Otherwise, the most interesting competitions are further down the roster, such as the one testing outside linebacker Brandon Graham's ability to even make the team.
The 2010 first-round draft choice, 13th overall, was taken as a defensive end for his pass-rushing ability. He was limited by injury in his first two seasons but appeared to come into his own in 2012 when he recorded 51/2 sacks. Just as Graham arrived, however, Andy Reid departed, and the Eagles switched to a 3-4 defense under Kelly that turned Graham's world upside down.
As an outside linebacker, Graham had to make the same transition as Trent Cole, learning to add pass coverage to his skill set. Last season was a slow transition for Graham, who got onto the field for only 27 percent of the defensive snaps. This season, depending on how the coaches view his progress at the position, his snaps might be coming somewhere else in the NFL.
"It is a lot different, but I've come a long way, and I think the coaches see that," Graham said. "We've got a great team here. I would love to be a part of it because I know where we're going."
The Eagles fired a warning shot in the draft when they took outside linebacker Marcus Smith with their first pick, and Smith was quietly moved up to second-team defense during practice this week. He switched places with free-agent signing Bryan Braman and is now directly behind Connor Barwin at the "jack" position, which is the Eagles' term for the outside linebacker with more coverage responsibility. Cole and Graham are the first- and second-string players during practice at the "predator" position, which has more pass-rush responsibility.

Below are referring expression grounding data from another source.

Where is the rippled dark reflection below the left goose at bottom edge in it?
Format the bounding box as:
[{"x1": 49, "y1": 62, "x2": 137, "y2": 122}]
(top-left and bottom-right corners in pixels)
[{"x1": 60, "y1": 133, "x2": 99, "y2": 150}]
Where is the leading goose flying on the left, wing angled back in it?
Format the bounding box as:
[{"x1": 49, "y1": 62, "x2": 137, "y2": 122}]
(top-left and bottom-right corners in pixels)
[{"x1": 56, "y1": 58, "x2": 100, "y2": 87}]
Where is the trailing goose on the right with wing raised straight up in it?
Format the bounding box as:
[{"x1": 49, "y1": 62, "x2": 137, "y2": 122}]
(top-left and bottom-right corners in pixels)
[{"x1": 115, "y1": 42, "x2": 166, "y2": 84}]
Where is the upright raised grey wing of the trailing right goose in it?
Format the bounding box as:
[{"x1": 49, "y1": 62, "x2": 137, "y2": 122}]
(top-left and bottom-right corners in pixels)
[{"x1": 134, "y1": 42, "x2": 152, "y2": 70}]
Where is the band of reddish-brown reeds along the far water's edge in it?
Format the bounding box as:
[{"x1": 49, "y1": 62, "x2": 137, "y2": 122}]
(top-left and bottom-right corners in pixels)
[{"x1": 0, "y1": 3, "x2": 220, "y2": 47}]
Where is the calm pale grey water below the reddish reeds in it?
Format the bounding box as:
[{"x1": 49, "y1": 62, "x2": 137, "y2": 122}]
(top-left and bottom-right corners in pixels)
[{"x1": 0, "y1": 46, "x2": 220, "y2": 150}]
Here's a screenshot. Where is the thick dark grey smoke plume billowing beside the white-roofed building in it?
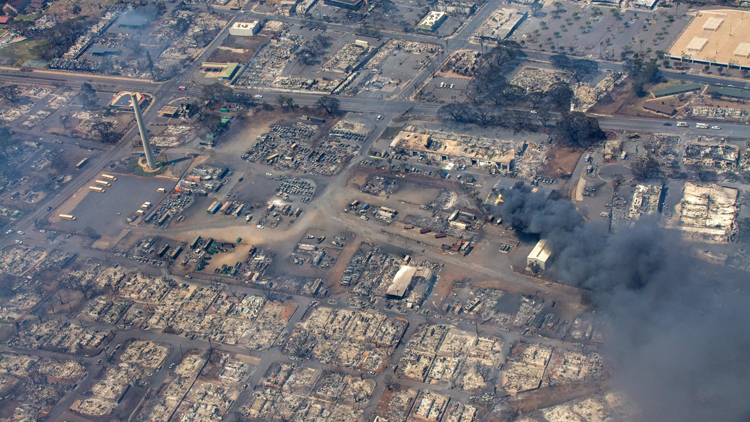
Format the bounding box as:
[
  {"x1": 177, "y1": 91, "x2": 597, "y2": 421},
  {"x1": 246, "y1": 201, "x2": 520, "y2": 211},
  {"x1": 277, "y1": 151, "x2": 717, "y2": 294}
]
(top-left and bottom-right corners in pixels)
[{"x1": 501, "y1": 184, "x2": 750, "y2": 422}]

Kelly has downplayed the impact Smith will have this season, but the rookie has been impressive so far. He's fast, agile, strong, and seeming to be more comfortable on the field every day.
"I'm trying to show them I can play," Smith said. "My strong suit was pass rushing, but I feel I've improved with the run game and dropping into coverage."
The Eagles are grooming Smith to be an all-around outside linebacker, one who can easily transition from one set of responsibilities to the other, but it makes sense that he would get his first snaps as the predator. If that is the case, Graham might have to make the team based on his special-teams contributions, and that would mean going head-to-head with Braman, who is known as a special-teams demon.
As with so many roster decisions, Graham's fate might come down to a combination of factors. Does the team keep four or five outside linebackers? What special-teams help will be coming from the inside linebackers? How quickly does Graham pick up the nuances of pass coverage? Who stays healthy? With more than a month to go until the start of the regular season, none of those questions can be answered yet.
"With me playing a different position, I knew it would take me a year, but I'm a lot more comfortable now, a lot faster," Graham said. "I've learned to love it. At first, it was hard because you're so used to pass rushing. When the quarterback rolls out to your side, your first instinct is to go get him. But now I've got to stay in coverage."
Kelly is noncommittal but acknowledges that Graham, and Cole, had a tougher road.
"It's just getting more comfortable on his feet, understanding that sometimes you have to go forward and sometimes you have to go backward," Kelly said. "Brandon has certain pass-rush skills, he's always demonstrated. It's more about getting comfortable in the drop-back aspect of things."
Graham's contract is up this year, and the Eagles will have to make a decision on him sooner or later. The player says he wants to stay, but that's not news, either.
So, Graham does his work and tries to make a loud impression in what has been a quiet camp. It has begun well enough, but everyone knows it can't end well for all of them.